The index was taking just short of 2 hours to build on my 64 way, 128 GB RAM test system. The behavior I observed was the drop in CPU usage and parallelism. The first ~40 minutes all 64 CPUs are using 100% of the CPU but the last 1 hour and 10 minutes of the index build, only the controlling worker consumes 100% CPU on a single processor.
Digging into this I found the top of the plan looked like the following. Node 1 being the final, SORTED insert, from the gather streams activity.
During the index build the lower part of the plan was executing the parallel, nested loop behavior on all 64 CPUs and building the large sort groupings, in parallel, on each of the child workers (first 40 minutes.) Once all the rows are sorted, per worker, the gather streams activity has to merge the 64 individual sorts into the overall sort order as it performs the final inserts.

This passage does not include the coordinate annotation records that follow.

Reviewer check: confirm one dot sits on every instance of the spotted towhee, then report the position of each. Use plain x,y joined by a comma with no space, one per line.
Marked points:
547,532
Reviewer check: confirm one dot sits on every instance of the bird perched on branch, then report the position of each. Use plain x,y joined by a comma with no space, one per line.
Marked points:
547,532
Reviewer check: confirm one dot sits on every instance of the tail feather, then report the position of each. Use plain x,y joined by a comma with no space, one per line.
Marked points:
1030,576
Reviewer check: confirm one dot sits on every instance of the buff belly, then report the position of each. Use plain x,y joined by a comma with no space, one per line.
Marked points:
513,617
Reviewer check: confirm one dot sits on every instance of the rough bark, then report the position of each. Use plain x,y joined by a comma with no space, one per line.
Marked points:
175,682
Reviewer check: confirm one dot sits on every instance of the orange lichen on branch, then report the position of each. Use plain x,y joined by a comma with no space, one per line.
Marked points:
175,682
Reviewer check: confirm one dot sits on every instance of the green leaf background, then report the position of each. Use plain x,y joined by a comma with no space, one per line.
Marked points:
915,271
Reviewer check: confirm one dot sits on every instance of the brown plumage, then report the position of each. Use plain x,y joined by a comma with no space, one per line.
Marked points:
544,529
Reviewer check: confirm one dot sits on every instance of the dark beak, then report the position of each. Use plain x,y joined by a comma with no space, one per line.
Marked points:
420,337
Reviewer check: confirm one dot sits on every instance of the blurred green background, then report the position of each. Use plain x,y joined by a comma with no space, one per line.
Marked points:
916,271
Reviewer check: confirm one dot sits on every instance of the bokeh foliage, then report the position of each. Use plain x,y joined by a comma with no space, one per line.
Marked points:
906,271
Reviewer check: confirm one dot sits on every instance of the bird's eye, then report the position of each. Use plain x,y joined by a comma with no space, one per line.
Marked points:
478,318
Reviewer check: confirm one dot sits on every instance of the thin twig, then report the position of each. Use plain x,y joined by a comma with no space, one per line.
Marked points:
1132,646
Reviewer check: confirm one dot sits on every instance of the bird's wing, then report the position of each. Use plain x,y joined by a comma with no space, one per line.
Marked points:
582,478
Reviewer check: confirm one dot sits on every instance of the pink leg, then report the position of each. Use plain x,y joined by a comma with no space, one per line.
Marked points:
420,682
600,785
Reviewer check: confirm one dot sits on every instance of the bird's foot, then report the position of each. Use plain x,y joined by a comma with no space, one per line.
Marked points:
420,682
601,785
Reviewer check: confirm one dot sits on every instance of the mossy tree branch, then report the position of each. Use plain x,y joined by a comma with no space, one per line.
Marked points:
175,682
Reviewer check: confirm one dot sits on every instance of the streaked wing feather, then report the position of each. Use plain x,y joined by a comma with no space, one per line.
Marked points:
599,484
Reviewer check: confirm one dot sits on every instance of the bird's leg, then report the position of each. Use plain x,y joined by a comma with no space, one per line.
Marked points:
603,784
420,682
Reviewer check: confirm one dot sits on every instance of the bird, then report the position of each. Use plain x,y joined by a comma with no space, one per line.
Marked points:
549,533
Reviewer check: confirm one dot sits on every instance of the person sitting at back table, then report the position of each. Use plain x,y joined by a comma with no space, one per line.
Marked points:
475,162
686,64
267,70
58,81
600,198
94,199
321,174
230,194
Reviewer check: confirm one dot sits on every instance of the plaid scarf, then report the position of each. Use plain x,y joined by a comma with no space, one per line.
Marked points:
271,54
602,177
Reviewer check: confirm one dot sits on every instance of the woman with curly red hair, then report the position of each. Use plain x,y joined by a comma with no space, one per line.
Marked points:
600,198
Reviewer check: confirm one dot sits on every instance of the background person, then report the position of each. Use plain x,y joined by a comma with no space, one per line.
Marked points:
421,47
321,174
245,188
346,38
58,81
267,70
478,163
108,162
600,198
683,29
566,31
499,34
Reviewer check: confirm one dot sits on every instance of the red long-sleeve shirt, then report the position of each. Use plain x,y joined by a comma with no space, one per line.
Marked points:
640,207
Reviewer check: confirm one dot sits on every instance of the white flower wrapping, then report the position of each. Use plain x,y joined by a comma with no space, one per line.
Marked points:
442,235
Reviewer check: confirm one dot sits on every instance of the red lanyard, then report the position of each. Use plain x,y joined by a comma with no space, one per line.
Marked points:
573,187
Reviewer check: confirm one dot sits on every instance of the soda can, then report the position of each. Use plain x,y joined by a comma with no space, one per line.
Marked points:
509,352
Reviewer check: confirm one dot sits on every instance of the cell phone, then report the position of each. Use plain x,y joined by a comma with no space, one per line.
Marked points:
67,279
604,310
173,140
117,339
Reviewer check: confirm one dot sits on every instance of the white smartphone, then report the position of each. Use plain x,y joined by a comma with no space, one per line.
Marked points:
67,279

This is deemed an order preserving gather (merge) operation. The consumer pulls a row from each worker and keeps an in-memory tree. In the case of the 64 parallel workers the tree would have 64 entries. If MAX DOP is 16 the tree would contain 16 entries. The tree is maintained in sorted order so the pattern of execution will look like the following on a 4 processor system.

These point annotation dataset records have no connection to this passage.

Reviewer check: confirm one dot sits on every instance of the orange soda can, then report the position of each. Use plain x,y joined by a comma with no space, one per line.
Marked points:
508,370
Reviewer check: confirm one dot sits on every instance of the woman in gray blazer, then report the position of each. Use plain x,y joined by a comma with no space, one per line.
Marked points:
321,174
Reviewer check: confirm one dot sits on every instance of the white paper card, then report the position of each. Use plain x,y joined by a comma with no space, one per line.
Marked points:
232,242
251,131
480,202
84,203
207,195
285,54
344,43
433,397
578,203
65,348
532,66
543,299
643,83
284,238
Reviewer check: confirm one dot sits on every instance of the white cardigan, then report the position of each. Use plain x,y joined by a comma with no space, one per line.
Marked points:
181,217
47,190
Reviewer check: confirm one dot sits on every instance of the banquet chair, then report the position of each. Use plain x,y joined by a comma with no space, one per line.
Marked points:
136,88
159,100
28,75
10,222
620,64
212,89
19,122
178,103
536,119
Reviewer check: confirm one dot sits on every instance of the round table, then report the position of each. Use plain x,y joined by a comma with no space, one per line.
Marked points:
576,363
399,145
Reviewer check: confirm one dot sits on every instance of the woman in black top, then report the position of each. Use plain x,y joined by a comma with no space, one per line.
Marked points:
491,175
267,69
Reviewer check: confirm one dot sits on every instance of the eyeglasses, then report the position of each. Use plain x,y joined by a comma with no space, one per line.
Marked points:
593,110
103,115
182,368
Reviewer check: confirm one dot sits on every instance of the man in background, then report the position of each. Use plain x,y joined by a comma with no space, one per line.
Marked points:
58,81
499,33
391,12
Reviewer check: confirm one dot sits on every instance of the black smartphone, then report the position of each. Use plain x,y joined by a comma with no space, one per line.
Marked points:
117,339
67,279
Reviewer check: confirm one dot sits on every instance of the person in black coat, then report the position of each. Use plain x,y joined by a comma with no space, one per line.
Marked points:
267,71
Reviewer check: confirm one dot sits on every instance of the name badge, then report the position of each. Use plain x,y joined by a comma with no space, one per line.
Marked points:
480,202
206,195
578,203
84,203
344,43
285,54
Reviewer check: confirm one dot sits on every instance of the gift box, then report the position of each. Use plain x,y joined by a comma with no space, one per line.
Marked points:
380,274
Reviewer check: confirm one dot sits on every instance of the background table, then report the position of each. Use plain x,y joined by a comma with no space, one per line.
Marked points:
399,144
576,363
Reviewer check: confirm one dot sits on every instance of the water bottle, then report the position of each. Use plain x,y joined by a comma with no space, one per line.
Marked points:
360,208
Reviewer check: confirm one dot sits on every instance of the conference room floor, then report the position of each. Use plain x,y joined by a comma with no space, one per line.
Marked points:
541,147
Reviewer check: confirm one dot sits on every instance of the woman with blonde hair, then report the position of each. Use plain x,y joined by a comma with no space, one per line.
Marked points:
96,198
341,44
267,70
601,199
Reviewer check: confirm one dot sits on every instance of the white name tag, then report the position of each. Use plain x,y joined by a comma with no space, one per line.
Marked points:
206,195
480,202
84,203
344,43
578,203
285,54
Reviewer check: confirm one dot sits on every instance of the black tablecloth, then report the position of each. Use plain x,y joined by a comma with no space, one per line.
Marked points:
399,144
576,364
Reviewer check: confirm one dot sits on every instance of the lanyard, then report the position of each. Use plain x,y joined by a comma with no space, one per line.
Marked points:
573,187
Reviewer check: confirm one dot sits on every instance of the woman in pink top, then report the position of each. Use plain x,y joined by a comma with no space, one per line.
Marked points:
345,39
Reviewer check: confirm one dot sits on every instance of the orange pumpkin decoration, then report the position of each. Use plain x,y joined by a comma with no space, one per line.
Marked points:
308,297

- Get Row From Worker/Partition #1 – Insert into tree
- Get Row From Worker/Partition #2 – Insert into tree
- Get Row From Worker/Partition #3 – Insert into tree
- Get Row From Worker/Partition #4 – Insert into tree
- While (entries in tree)
Output lowest, sorted value from tree
Get Row from Worker/Partition you just removed from tree as lowest value
This design keeps the tree pruned equal to or just above the maximum, sub-process workers. The consumer performs the merging of the individual, parallel, sort operations and inserts the results into the index as requested. The serialization of the final sort order is what I am seeing during the final phase of my index build.
Since my table and index all fit into memory on this large system the activity is taking place in memory and leveraging the CPU fully. Looking at the details in sys.dm_exec_requests and sys.dm_os_waiting_tasks I can see the gather streams activity, associated with Node 1 in the plan, is driving the last ~01:10:00 on a single CPU. In fact, setting processor affinity you will observe the controlling workers’ CPU light up for the final 01:10:00 of the index build.

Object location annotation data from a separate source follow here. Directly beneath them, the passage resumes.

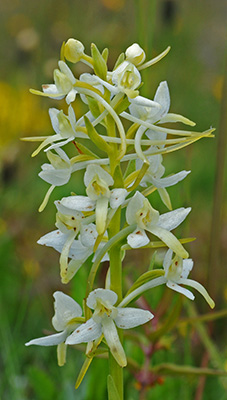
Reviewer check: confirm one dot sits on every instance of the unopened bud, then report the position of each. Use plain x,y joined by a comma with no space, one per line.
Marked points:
73,50
135,54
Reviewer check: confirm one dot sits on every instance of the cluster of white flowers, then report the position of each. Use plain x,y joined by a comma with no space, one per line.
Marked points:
122,168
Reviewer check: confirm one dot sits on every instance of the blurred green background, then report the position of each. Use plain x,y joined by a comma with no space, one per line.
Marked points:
31,34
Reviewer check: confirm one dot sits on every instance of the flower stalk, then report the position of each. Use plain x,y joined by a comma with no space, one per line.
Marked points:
122,169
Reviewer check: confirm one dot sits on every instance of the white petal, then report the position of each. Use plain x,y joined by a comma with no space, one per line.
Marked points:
52,90
104,294
79,252
85,333
53,112
56,177
59,144
162,97
187,267
138,238
101,214
51,340
78,203
88,235
113,341
66,70
170,117
172,219
130,317
180,289
135,203
143,101
170,180
71,96
55,239
65,310
200,289
117,197
169,239
93,170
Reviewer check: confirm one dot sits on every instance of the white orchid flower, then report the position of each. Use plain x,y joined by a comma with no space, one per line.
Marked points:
58,172
158,115
139,211
69,223
135,54
97,181
67,311
176,274
154,175
91,80
104,321
77,250
126,79
64,82
65,131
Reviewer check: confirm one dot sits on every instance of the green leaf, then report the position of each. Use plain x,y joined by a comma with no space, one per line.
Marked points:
95,137
112,390
105,54
43,386
100,66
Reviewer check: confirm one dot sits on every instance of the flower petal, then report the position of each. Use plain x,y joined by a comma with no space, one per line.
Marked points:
172,219
88,235
101,214
104,294
78,203
113,341
187,267
170,117
135,203
180,289
162,97
138,238
169,239
130,317
66,309
93,170
199,288
51,340
117,197
85,333
170,180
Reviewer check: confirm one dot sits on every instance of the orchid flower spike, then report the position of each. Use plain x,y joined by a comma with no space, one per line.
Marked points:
63,86
104,321
64,321
176,271
97,182
139,211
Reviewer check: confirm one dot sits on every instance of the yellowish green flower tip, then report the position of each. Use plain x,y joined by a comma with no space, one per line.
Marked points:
73,50
135,54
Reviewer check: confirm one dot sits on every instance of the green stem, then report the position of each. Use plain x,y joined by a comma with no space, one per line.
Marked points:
116,285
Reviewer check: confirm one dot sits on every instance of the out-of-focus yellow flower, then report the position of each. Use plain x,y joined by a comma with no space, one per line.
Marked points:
114,5
21,114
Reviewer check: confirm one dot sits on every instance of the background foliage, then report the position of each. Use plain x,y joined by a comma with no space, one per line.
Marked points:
31,35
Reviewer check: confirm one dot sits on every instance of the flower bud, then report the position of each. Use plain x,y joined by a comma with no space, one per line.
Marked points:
135,54
73,50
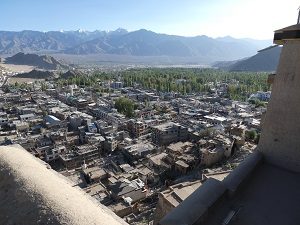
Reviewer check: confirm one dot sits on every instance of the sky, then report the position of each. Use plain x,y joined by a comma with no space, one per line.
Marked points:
215,18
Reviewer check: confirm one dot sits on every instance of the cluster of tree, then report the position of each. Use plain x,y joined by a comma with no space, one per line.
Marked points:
125,106
181,80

In observing the behavior the sys.dm_os_wait_stats shows a sharp increase in CXPacket waits and wait times. This is expected as the final thread is going to be pulling the data from 64 workers that ran at 100% CPU already, so it is unlikely a single CPU can process the data as fast and the CXPacket exchange activity will encounter waits.
The description for the wait indicates a wait at node 1 asking for a new row from the producers.
exchangeEvent id=Pipe307f0be530 WaitType=e_waitPipeNewRow nodeId=1
There are lots of documents and posts about the best setting to optimize parallel plans. Some state MAX DOP = 8, others MAX DOP = 32 and both are correct depending on the type of plan (actual query patterns) as the performance may vary. Since this was a create index I decided to do some experiments with the DOP level.
- 64 CPUs = 01:50:00
- 32 CPUs = 02:17:00
- 16 CPUs = 03:16:00
What I observed is that for this specific create index (spatial) the lower the MAX DOP the larger the change in the original 40 minute part of the plan. This is what I expected to see. The first part of the plan is already CPU bound so adding more CPU resources lets that part of the plan execute faster.
The CXPacket waits on the final portion of the plan don’t change significantly with different DOP levels. The time remains generally steady at 01:10:00.
This was a unique pattern because the controlling worker was not showing additional waits (usually the I/O will show up but because everything fit into memory the CPU was the dominant resource.) The controlling worker only showed normal scheduler yield activities.
What I found was it takes 01:10:00 on my 1.88Ghz CPU to sort (merge) 1 trillion rows onto the index pages. If I want to reduce the final portion of the plan I would need to move to a faster CPU. SQL Server did use parallel resources as much as possible to build the index.
Bob Dorr - Principal SQL Server Escalation Engineer